Search code examples
phphtmlweb-scrapingfile-get-contents

PHP Crawl Specific Tab Content of External Website & Return href


Using PHP, I want to retrieve a specific element in an external website.

The external website is https://mcnmedia.tv/iframe/2684 The specific element I want to retrieve is the first link in the 'Recordings' tab.

For example, the first link contains the following html;

<div class="small-12 medium-6 me column recording-item">
    <div class="recording-item-inner">
        <a class="small-12 column recording-name" href="/recordings/2435">
        <div class="info">
            <b>Mass</b><br>
            <small>26 Mar 2020</small>
        </div><i class="fa fa-play"></i></a>
    </div>
</div>

I want to retrieve the href and display a direct link on my website like;

View Latest Recording - https://mcnmedia.tv/recordings/2435.

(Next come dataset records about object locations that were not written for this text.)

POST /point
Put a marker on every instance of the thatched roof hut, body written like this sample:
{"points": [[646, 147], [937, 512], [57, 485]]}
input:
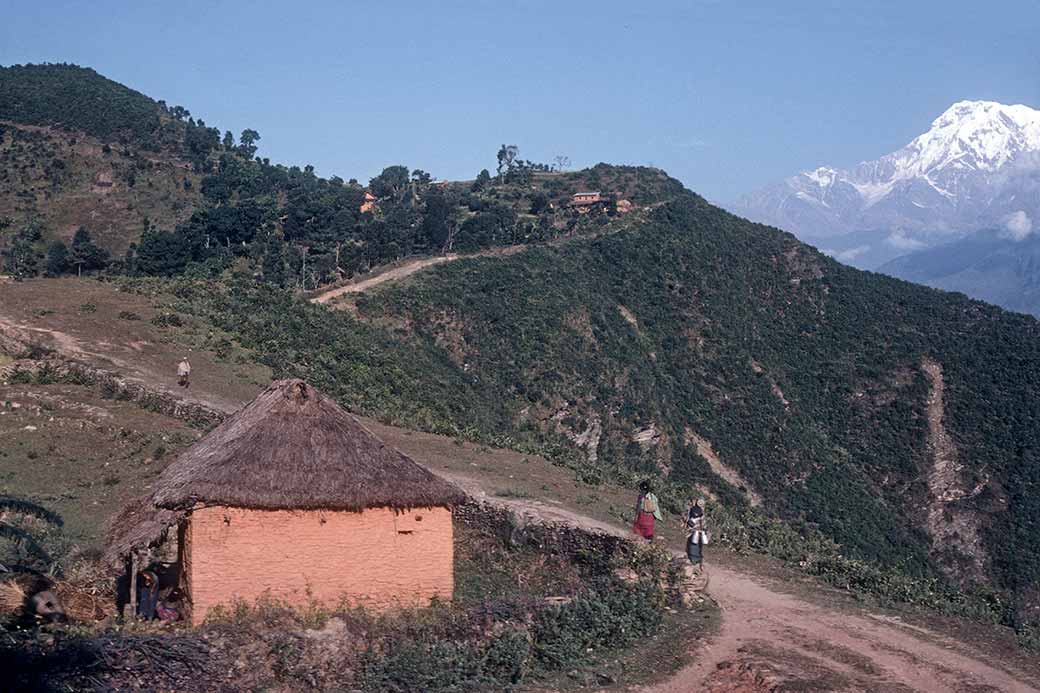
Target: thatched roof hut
{"points": [[290, 453]]}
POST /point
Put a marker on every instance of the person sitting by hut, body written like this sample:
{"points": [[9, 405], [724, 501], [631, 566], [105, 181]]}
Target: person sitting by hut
{"points": [[647, 511], [184, 373], [148, 594], [697, 535]]}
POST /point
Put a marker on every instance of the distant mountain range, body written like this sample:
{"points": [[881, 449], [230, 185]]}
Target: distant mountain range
{"points": [[987, 265], [977, 168]]}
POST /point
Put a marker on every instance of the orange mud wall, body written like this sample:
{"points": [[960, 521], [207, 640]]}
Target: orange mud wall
{"points": [[378, 557]]}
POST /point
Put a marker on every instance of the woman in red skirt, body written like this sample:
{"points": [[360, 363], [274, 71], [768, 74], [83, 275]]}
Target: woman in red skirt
{"points": [[647, 512]]}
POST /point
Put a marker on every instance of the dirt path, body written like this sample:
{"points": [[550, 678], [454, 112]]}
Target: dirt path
{"points": [[102, 355], [407, 270], [771, 640]]}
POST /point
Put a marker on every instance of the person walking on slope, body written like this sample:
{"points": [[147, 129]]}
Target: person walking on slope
{"points": [[184, 373], [647, 511], [697, 535]]}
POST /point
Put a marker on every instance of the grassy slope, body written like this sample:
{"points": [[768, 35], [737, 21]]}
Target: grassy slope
{"points": [[54, 175]]}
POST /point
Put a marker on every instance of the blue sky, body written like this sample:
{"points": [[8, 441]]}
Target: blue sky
{"points": [[725, 95]]}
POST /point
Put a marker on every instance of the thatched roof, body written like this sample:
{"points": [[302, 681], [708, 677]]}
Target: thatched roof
{"points": [[290, 448], [139, 524]]}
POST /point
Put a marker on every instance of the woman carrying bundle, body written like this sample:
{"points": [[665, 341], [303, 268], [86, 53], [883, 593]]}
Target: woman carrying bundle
{"points": [[647, 512], [697, 535]]}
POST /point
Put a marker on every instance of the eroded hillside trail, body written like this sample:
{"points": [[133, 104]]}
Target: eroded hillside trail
{"points": [[407, 270], [774, 640]]}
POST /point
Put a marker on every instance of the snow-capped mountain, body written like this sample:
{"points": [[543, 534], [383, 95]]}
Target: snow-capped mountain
{"points": [[978, 167]]}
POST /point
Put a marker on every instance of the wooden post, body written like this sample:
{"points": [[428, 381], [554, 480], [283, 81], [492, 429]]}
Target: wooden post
{"points": [[133, 585]]}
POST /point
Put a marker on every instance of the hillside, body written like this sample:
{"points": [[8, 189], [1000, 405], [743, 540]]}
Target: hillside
{"points": [[661, 337], [94, 448], [992, 266], [718, 354]]}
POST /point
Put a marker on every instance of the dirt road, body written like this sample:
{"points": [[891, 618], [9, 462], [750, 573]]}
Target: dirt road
{"points": [[407, 270], [772, 640], [775, 641]]}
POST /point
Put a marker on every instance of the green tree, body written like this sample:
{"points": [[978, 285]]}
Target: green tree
{"points": [[274, 260], [57, 259], [483, 181], [22, 258], [391, 183], [507, 156], [436, 226], [86, 255], [248, 140]]}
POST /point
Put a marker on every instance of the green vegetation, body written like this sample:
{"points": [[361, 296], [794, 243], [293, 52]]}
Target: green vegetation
{"points": [[804, 375], [75, 98]]}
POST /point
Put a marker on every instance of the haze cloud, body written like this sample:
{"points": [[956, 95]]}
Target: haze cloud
{"points": [[901, 241], [848, 255], [1017, 226]]}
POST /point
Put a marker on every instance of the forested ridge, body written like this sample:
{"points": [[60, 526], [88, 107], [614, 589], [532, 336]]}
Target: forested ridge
{"points": [[290, 226]]}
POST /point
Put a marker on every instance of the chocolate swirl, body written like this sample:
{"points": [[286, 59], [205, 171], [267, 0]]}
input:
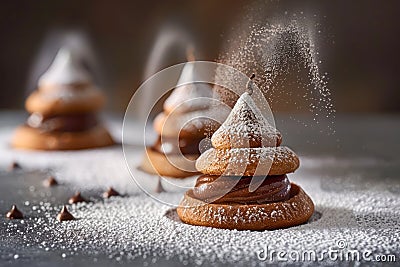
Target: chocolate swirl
{"points": [[169, 145], [235, 189], [62, 123]]}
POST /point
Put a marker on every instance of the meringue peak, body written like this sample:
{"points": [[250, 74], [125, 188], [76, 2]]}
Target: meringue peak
{"points": [[66, 69], [246, 127]]}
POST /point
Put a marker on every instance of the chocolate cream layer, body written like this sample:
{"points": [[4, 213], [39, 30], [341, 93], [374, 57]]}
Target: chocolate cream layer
{"points": [[235, 189], [62, 123], [173, 146]]}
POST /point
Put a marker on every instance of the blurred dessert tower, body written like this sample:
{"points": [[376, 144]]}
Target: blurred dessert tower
{"points": [[63, 109], [184, 123]]}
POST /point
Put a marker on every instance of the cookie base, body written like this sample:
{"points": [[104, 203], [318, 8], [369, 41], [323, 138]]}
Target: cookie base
{"points": [[294, 211], [26, 137], [157, 163]]}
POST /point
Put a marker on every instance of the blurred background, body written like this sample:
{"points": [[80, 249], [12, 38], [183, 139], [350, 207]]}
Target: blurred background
{"points": [[359, 43]]}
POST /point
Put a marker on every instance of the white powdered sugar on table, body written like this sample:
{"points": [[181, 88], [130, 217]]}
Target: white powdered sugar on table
{"points": [[138, 227]]}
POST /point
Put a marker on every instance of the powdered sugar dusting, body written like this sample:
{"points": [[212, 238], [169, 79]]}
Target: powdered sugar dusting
{"points": [[245, 122], [286, 61]]}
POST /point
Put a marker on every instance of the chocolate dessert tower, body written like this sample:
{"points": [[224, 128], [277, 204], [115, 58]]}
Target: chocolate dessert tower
{"points": [[63, 109], [244, 183], [181, 127]]}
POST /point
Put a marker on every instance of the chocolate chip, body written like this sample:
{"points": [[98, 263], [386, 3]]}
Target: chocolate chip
{"points": [[64, 215], [110, 193], [14, 213], [15, 166], [51, 181], [77, 198]]}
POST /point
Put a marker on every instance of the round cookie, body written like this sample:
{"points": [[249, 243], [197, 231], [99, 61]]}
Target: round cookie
{"points": [[294, 211], [26, 137], [158, 163], [248, 161], [64, 100]]}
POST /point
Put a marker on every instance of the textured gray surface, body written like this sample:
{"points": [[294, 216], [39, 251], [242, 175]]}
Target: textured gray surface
{"points": [[352, 176]]}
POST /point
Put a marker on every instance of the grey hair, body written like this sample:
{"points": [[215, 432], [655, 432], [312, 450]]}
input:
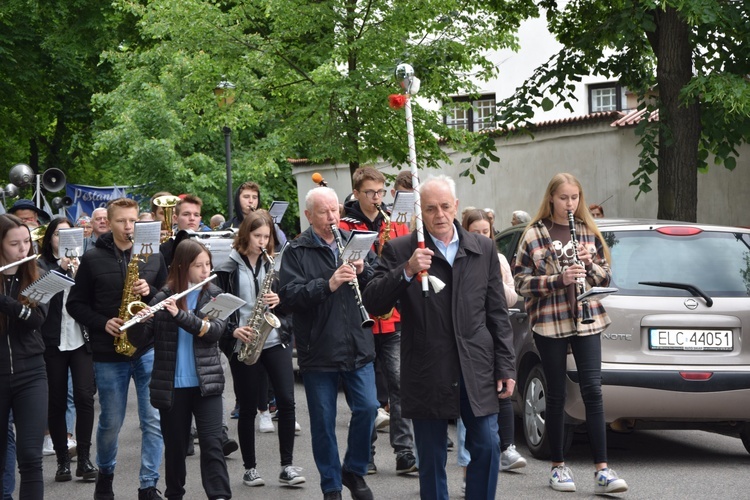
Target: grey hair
{"points": [[442, 178], [318, 192], [522, 216]]}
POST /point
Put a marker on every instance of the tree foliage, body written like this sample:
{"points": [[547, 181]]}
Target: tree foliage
{"points": [[693, 55], [312, 81]]}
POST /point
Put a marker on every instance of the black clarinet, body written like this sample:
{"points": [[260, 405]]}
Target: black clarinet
{"points": [[586, 317], [367, 321]]}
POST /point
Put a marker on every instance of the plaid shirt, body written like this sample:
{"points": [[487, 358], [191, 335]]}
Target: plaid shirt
{"points": [[538, 277]]}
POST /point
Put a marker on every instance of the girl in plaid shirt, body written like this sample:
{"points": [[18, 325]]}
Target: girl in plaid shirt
{"points": [[545, 273]]}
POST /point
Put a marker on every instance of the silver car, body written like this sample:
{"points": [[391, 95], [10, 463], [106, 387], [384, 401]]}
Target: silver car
{"points": [[674, 355]]}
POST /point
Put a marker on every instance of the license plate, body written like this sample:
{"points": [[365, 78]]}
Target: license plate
{"points": [[690, 340]]}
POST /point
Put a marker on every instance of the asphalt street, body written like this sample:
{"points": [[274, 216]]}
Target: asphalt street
{"points": [[676, 465]]}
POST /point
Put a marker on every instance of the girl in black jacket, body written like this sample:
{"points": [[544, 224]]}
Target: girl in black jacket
{"points": [[187, 379], [67, 348], [23, 378]]}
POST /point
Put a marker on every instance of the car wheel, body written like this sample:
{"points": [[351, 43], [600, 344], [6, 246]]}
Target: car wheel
{"points": [[534, 416], [745, 436]]}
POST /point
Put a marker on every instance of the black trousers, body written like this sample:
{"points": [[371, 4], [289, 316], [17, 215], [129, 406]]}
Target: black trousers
{"points": [[175, 429], [81, 366], [277, 361], [26, 394]]}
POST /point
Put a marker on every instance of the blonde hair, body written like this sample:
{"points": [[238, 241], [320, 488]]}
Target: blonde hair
{"points": [[582, 212]]}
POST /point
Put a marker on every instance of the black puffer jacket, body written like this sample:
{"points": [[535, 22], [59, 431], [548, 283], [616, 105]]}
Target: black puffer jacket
{"points": [[21, 344], [161, 330], [327, 325], [97, 294], [51, 326]]}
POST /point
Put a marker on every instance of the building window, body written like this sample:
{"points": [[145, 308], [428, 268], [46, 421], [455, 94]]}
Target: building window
{"points": [[476, 117], [605, 97]]}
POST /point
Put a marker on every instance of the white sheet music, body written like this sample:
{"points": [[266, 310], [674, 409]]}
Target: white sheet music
{"points": [[222, 306], [358, 245], [47, 287], [403, 207], [277, 210], [146, 238], [71, 242]]}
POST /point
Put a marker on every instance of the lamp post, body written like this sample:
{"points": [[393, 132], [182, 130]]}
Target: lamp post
{"points": [[224, 92]]}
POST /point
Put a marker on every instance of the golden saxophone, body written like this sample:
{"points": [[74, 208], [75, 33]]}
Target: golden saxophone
{"points": [[130, 305], [262, 321]]}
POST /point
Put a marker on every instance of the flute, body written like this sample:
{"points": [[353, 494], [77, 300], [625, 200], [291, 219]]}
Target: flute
{"points": [[19, 262], [160, 305]]}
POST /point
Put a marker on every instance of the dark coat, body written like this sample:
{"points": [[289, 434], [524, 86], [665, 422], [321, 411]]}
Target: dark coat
{"points": [[22, 346], [463, 331], [327, 325], [161, 331], [97, 294]]}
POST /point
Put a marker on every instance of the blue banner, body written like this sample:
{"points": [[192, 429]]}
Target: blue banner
{"points": [[86, 198]]}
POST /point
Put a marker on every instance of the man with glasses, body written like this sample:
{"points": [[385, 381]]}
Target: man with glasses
{"points": [[362, 213]]}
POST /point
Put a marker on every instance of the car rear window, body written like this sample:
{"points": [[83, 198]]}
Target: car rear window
{"points": [[716, 262]]}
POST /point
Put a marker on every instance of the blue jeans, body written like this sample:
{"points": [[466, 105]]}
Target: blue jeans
{"points": [[321, 389], [113, 380], [9, 474], [482, 443]]}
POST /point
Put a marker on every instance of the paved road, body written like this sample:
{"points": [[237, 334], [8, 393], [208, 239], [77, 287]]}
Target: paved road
{"points": [[678, 465]]}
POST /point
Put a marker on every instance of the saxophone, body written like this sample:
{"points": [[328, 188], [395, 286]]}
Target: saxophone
{"points": [[129, 306], [385, 237], [261, 320]]}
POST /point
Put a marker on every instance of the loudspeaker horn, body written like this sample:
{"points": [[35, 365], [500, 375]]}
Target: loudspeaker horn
{"points": [[10, 191], [59, 202], [53, 179], [21, 175]]}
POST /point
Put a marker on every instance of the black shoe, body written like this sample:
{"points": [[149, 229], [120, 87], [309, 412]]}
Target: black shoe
{"points": [[406, 463], [150, 493], [103, 489], [63, 469], [229, 446], [85, 469], [356, 485]]}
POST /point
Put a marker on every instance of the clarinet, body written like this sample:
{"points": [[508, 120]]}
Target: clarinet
{"points": [[367, 322], [586, 317]]}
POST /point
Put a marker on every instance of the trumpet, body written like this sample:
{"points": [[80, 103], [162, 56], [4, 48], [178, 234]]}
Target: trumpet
{"points": [[367, 322], [586, 317], [19, 262], [149, 310]]}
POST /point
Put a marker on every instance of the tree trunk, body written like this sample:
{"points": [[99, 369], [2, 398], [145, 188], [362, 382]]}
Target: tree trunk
{"points": [[679, 123]]}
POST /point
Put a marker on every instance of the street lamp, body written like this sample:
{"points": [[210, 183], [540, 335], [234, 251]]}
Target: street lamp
{"points": [[224, 92]]}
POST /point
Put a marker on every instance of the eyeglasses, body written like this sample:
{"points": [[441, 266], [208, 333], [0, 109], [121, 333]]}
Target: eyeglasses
{"points": [[371, 194]]}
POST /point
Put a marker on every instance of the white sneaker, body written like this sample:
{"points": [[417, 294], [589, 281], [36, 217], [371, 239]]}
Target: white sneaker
{"points": [[72, 448], [561, 479], [510, 459], [266, 424], [48, 448], [290, 475], [607, 482], [382, 418]]}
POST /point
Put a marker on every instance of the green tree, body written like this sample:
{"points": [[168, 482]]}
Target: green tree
{"points": [[312, 81], [693, 55], [49, 63]]}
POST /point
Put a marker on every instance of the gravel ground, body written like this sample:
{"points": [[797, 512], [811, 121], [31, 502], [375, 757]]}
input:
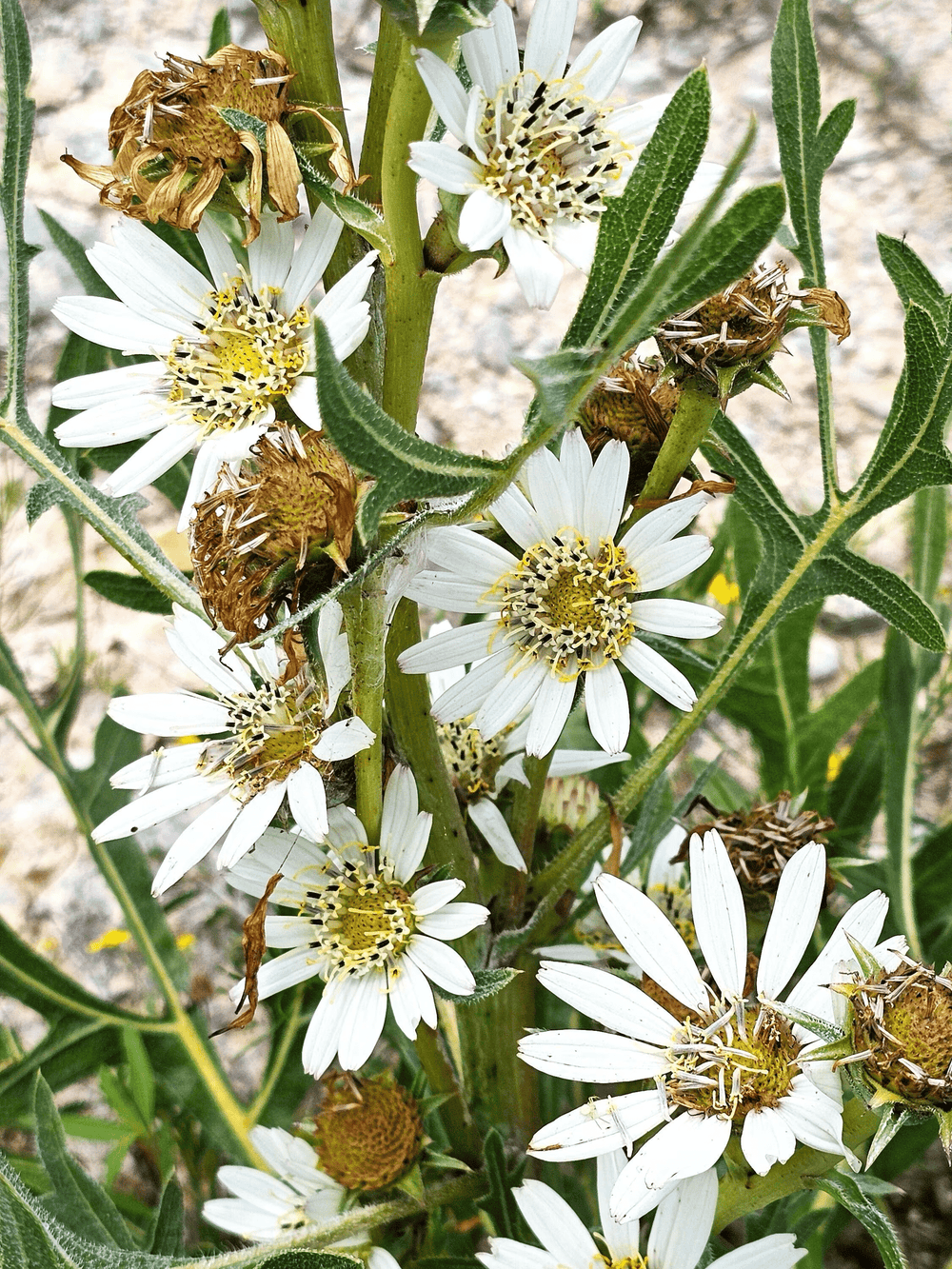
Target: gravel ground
{"points": [[893, 175]]}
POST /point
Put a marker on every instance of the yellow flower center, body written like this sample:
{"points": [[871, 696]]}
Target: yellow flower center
{"points": [[566, 608], [244, 357]]}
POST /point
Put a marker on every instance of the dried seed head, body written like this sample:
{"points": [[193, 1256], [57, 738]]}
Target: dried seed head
{"points": [[634, 403], [368, 1131], [263, 536], [174, 149], [904, 1021], [745, 321], [569, 803], [762, 842]]}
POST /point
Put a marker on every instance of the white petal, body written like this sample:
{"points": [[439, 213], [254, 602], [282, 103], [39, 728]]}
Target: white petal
{"points": [[550, 713], [658, 674], [600, 1126], [441, 964], [765, 1140], [491, 53], [448, 650], [596, 1058], [718, 909], [446, 168], [155, 806], [196, 842], [575, 241], [446, 91], [651, 941], [155, 457], [688, 1145], [555, 1225], [602, 61], [684, 1221], [307, 800], [343, 739], [676, 617], [484, 220], [550, 35], [607, 707], [312, 256], [489, 820], [609, 1001], [794, 919]]}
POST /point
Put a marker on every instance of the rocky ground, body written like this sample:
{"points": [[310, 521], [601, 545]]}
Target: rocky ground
{"points": [[893, 175]]}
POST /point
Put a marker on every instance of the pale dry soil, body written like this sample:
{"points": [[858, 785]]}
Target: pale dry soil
{"points": [[893, 175]]}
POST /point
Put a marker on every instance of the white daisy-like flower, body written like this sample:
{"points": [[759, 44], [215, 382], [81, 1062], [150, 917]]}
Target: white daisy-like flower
{"points": [[480, 768], [276, 743], [225, 351], [569, 606], [362, 926], [546, 149], [680, 1233], [720, 1060], [267, 1206]]}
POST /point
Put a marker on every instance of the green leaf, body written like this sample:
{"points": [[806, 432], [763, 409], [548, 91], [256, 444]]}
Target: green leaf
{"points": [[636, 224], [128, 590], [489, 982], [847, 1191], [220, 34], [83, 1206], [406, 466]]}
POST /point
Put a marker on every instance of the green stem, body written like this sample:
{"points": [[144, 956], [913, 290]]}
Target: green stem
{"points": [[415, 736], [411, 289], [696, 410], [442, 1079], [741, 1193], [181, 1024]]}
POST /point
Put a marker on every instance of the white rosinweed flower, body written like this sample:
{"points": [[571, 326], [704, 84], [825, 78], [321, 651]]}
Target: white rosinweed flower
{"points": [[570, 606], [276, 742], [225, 350], [546, 149], [677, 1240], [362, 925], [720, 1060]]}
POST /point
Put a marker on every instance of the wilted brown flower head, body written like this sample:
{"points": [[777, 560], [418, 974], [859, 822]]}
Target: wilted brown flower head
{"points": [[745, 321], [762, 842], [902, 1021], [635, 403], [368, 1131], [174, 149], [255, 536]]}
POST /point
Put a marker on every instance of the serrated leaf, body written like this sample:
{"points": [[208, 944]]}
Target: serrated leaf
{"points": [[128, 590], [489, 982], [404, 465], [847, 1191]]}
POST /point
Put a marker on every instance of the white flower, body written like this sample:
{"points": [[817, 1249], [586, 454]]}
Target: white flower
{"points": [[265, 1207], [723, 1061], [276, 743], [546, 148], [225, 351], [480, 769], [569, 606], [678, 1237], [362, 926]]}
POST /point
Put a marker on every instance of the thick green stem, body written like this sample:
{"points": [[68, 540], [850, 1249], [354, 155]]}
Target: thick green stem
{"points": [[364, 613], [415, 735], [696, 410], [463, 1135], [741, 1193]]}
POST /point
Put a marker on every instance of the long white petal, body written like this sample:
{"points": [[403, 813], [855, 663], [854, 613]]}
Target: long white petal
{"points": [[651, 941], [794, 919], [718, 907]]}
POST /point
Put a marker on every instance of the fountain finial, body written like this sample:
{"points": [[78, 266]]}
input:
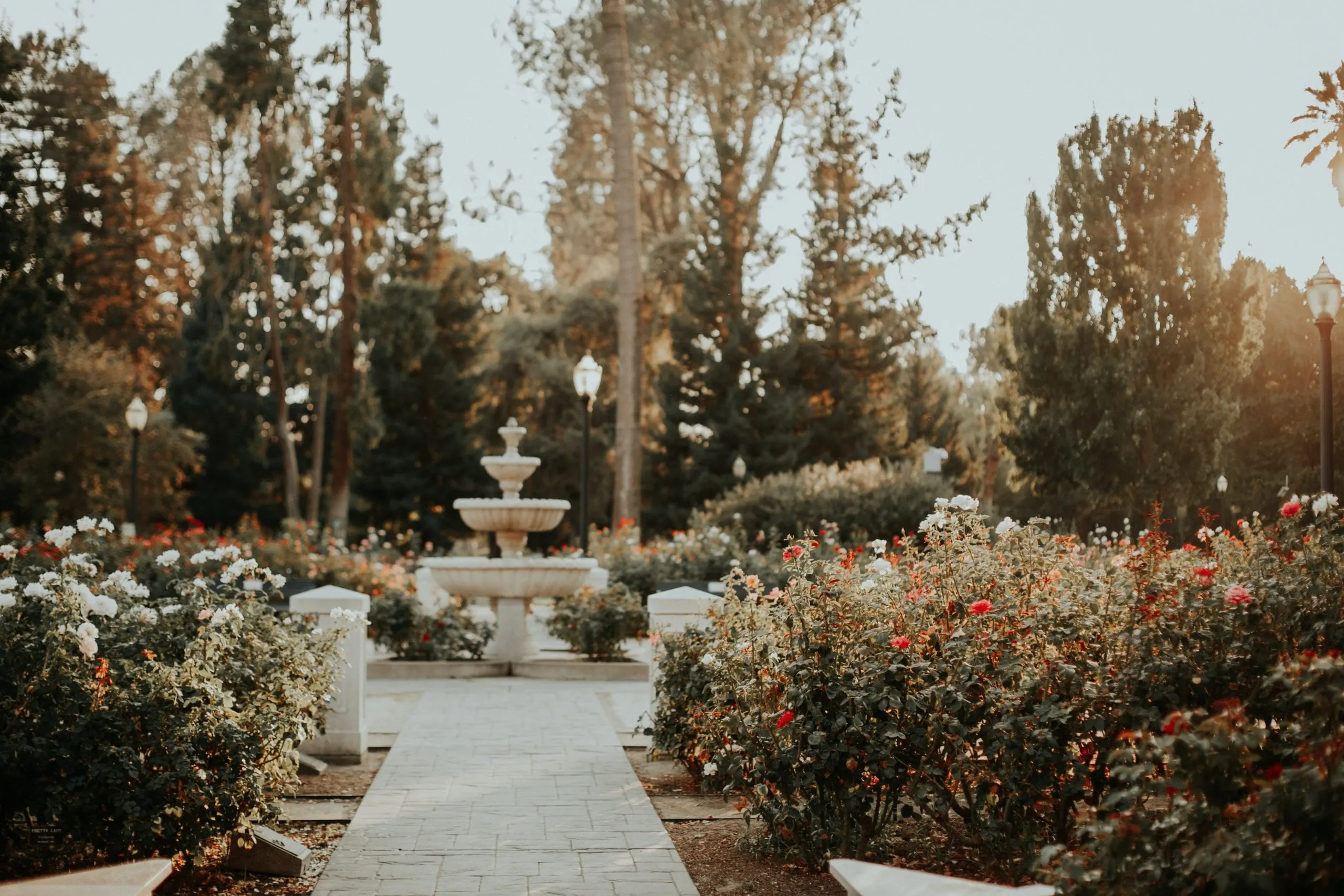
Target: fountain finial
{"points": [[512, 434]]}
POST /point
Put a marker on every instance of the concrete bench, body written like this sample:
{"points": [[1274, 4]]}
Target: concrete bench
{"points": [[869, 879], [131, 879]]}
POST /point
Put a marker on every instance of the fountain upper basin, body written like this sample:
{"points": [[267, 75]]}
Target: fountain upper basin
{"points": [[511, 515], [510, 577]]}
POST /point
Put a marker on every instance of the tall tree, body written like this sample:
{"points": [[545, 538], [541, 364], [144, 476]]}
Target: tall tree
{"points": [[30, 288], [616, 59], [1132, 336], [847, 333], [1327, 112], [256, 80], [363, 16]]}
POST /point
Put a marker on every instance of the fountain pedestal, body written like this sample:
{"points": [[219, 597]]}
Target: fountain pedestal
{"points": [[512, 578]]}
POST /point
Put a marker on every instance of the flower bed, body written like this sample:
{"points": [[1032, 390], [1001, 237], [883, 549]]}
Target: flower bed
{"points": [[597, 624], [139, 721], [1002, 686]]}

I have the following PHP but it isn't working as i'd like, currently it outputs the text only (Mass 26 Mar 2020), I'm not sure how to get the actual href link address?

<?php
$page = file_get_contents('https://mcnmedia.tv/iframe/2684');
@$doc = new DOMDocument();
@$doc->loadHTML($page);   
$xpath = new DomXPath($doc);
$nodeList = $xpath->query("//div[@class='recording-item-inner']");
$node = $nodeList->item(0);
// To check the result:
echo "<p>" . $node->nodeValue . "</p>";
?>

How can I achieve this?


Solution

  • You aren't going quite far enough with your XPath to fetch the href, you can add /a/@href to say use the href attribute inside the <a> tag...

    $nodeList = $xpath->evaluate("//div[@class='recording-item-inner']/a/@href");
    

    you can simplify this, use evaluate() to fetch a specific value and modify the XPath to be fetch the attribute as a string instead of the node...

    $href = $xpath->evaluate("string(//div[@class='recording-item-inner']/a/@href)");
    echo "<p>" . $href . "</p>";